Justice system ‘routinely failing thousands’ of the most vulnerable Londoners

This article is from the Justice in a Time of Austerity series

Domestic abuse, homelessness and discrimination were considered an ‘ordinary experience’ or a ‘part of life’, according to a new study of Londoners with lived experience of of personal crisis and crime.

The study No Justice in the capital, published by Revolving Doors Agency earlier this month, drew on a survey of 30 people living in the capital whose lives were characterised by repeat low-level, nonviolent offences, such as theft and minor drug offences, linked to underlying problems such as mental ill health, substance use, homelessness and domestic abuse.

According to the group, research suggests there are at least 7,000 individuals experiencing a combination of such issues across London each year. The research, which drew on in depth interviews and focus groups, estimated that this small population might experience as many  as 50,000 civil legal problems a year and, of that number, three-quarters (37,500) experienced without any legal help.

Some 173 civil legal problems were experienced by the 30 respondents in the last five years and, of that number, legal help was sought in just 34 instances. The most frequently experienced problems were issues relating to family disputes, especially the care of children and housing problems.

The study found that four out of five respondents received no legal support in domestic violence situations and over half of those experiencing housing problems including serious disrepair and unlawful eviction had to fend for themselves.

‘Our new research shows that the justice system is routinely failing thousands of the most vulnerable Londoners,’ commented Christina Marriott, chief executive of Revolving Doors Agency. ‘For example, lack of legal aid to challenge an unfair eviction can lead to homelessness – and we know homelessness can lead people to commit crimes to survive.’

‘Many participants told us they came to accept problems such as domestic abuse, homelessness, discrimination as an ‘ordinary experience’ or a ‘part of life’, rather than legal disputes. In fact, none of the participants in this small study were able to identify issues that constitute a legal problem, unless they had been previously advised by friends, family or support workers to seek advice from a solicitor.’
Revolving Doors

Findings also showed that participants were often unable to define what constituted a legal issue if they had not previously been advised by a support network of key workers, friends or family.
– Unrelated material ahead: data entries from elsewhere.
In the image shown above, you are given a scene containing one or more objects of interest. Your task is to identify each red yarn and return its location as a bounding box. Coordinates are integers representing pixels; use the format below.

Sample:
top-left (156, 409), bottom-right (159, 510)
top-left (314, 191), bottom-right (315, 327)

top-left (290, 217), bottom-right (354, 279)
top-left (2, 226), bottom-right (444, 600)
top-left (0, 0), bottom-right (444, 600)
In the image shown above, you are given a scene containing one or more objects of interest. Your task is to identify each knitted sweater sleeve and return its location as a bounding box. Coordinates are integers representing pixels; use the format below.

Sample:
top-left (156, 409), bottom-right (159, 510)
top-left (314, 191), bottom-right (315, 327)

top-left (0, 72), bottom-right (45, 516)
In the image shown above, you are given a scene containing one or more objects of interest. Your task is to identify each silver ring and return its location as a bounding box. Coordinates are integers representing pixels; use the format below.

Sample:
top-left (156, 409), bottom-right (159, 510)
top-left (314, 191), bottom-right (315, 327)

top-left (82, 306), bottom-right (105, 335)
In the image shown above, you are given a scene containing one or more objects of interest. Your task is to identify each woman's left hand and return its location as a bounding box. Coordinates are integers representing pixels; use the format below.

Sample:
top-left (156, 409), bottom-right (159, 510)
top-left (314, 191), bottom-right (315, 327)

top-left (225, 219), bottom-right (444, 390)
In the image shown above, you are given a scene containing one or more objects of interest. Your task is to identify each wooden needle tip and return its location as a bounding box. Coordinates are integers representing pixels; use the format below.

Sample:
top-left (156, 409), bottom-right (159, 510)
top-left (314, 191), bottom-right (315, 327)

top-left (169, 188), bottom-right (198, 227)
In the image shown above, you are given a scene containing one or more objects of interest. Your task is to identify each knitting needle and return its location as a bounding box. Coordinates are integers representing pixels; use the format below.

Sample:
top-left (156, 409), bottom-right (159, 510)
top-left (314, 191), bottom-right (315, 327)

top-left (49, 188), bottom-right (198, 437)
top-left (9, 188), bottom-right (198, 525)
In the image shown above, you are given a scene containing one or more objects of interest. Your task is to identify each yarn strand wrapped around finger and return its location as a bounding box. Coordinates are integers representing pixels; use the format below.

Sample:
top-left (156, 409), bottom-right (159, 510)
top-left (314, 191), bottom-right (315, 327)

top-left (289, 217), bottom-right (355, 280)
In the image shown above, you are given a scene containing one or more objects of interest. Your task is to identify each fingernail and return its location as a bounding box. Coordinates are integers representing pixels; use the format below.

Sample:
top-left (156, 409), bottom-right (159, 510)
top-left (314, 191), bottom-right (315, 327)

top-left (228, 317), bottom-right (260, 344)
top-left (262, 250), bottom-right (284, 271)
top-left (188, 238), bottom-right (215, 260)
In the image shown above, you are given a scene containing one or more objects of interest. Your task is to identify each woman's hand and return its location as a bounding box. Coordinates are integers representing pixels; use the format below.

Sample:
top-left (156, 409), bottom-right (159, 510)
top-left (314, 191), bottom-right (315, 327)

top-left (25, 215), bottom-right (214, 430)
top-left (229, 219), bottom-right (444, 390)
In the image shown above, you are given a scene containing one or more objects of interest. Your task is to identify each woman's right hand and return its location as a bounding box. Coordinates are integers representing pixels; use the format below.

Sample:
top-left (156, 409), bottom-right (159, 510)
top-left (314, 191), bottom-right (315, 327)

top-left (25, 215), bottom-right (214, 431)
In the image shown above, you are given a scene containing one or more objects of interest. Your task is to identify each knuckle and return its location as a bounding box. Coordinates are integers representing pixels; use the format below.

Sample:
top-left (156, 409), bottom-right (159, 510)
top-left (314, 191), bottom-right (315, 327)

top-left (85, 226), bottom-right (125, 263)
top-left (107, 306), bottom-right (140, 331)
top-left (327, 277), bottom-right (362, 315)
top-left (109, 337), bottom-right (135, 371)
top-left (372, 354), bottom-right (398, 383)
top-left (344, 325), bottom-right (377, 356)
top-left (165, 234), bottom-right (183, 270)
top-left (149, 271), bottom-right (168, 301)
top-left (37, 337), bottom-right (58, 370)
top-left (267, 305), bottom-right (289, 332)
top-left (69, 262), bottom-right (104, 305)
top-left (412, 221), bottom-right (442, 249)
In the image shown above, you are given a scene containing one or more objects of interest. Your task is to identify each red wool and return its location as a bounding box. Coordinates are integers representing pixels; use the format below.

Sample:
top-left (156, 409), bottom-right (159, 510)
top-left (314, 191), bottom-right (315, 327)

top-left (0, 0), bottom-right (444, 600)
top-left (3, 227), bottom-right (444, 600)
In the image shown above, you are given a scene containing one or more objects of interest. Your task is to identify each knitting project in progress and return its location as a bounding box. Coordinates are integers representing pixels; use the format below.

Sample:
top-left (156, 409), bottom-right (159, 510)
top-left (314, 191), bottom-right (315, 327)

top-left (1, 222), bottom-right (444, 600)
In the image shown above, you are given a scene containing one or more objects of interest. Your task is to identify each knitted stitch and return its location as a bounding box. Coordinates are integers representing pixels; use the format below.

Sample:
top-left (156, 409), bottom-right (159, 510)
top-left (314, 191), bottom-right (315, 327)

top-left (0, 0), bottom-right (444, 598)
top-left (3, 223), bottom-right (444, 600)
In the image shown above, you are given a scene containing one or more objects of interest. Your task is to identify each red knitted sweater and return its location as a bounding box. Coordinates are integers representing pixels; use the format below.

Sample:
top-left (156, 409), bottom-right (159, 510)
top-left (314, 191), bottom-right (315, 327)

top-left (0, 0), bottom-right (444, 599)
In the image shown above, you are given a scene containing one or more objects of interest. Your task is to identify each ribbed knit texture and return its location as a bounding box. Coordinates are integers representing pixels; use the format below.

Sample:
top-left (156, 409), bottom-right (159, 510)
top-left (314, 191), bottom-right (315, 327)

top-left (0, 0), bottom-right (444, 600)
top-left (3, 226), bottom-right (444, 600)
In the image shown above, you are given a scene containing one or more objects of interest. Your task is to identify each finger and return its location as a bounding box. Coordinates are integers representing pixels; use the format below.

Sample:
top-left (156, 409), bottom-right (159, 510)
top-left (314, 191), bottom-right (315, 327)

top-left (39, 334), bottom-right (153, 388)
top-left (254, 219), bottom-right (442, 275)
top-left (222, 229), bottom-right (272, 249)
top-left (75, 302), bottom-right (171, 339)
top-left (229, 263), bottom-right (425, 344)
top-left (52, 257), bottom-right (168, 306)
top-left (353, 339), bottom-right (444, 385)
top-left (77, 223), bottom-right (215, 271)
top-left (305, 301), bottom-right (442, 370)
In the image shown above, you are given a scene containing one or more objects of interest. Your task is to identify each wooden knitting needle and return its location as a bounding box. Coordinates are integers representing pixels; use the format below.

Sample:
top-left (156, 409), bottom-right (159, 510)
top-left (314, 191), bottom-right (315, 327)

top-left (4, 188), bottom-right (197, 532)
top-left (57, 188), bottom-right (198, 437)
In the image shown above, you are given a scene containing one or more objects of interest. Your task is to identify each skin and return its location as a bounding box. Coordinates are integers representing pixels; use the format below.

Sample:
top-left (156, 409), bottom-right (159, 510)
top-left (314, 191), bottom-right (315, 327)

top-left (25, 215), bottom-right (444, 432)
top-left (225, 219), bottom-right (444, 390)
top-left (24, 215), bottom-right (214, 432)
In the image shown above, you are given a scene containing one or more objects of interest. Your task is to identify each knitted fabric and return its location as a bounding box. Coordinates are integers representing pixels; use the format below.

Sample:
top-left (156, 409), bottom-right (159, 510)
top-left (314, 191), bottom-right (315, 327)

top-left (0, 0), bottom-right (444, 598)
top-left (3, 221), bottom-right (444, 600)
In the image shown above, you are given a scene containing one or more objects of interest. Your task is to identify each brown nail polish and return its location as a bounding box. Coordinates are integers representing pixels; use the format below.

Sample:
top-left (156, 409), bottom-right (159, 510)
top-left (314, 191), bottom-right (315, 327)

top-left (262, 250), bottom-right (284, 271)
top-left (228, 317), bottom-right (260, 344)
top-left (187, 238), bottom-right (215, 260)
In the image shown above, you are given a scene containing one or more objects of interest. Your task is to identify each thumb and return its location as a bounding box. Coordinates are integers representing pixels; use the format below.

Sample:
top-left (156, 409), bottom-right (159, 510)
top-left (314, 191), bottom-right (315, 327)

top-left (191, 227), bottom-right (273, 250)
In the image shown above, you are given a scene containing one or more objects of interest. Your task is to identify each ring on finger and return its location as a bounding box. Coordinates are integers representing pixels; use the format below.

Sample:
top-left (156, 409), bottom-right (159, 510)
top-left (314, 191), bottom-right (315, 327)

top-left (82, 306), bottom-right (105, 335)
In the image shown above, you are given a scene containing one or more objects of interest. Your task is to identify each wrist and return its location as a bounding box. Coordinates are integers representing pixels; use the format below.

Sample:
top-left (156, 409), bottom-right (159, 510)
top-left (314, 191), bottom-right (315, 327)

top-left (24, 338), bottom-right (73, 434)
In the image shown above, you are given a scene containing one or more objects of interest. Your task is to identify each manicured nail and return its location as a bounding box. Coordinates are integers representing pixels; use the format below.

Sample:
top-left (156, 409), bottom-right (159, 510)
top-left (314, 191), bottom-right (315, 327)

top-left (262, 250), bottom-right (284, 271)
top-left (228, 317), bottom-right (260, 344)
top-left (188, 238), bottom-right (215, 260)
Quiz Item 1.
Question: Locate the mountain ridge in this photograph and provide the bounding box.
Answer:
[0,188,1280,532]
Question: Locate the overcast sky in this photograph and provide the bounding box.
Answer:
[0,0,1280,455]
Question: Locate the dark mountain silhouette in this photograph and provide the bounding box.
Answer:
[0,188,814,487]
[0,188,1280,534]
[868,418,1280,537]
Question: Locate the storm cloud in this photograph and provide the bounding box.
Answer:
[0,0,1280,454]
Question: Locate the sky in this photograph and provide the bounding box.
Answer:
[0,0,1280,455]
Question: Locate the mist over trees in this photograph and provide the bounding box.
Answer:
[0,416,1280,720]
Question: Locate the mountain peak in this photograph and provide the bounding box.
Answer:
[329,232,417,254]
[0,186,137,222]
Furthermore, with the exception of one participant, contributors were not aware of digital services and stated they were unlikely to use online sources to find legal aid providers.

Respondents were aware of cuts to legal aid and, whilst they could not cite the LASPO legislation, there was a collective awareness that ‘it’s not like what it used to be’. Respondents felt let down by the system and felt that ‘middle-class white people get away with more’. A number of respondents mentioned case of Lavinia Woodward, the Oxford medical student who stabbed her boyfriend and received a suspended sentence.

In most cases that received legal aid (85%), respondents found their legal representative through recommendations from friends and family. ‘This detrimental combination of lack of legal knowledge, social and digital exclusion, rejection for legal support and its contagious deterrent effect were main barriers for people in the revolving door in accessing justice,’ the report found. ‘Participants also suggested that having to deal with such serious problems without any legal aid, put them not only in significant emotional strain but also greater at risk of offending.’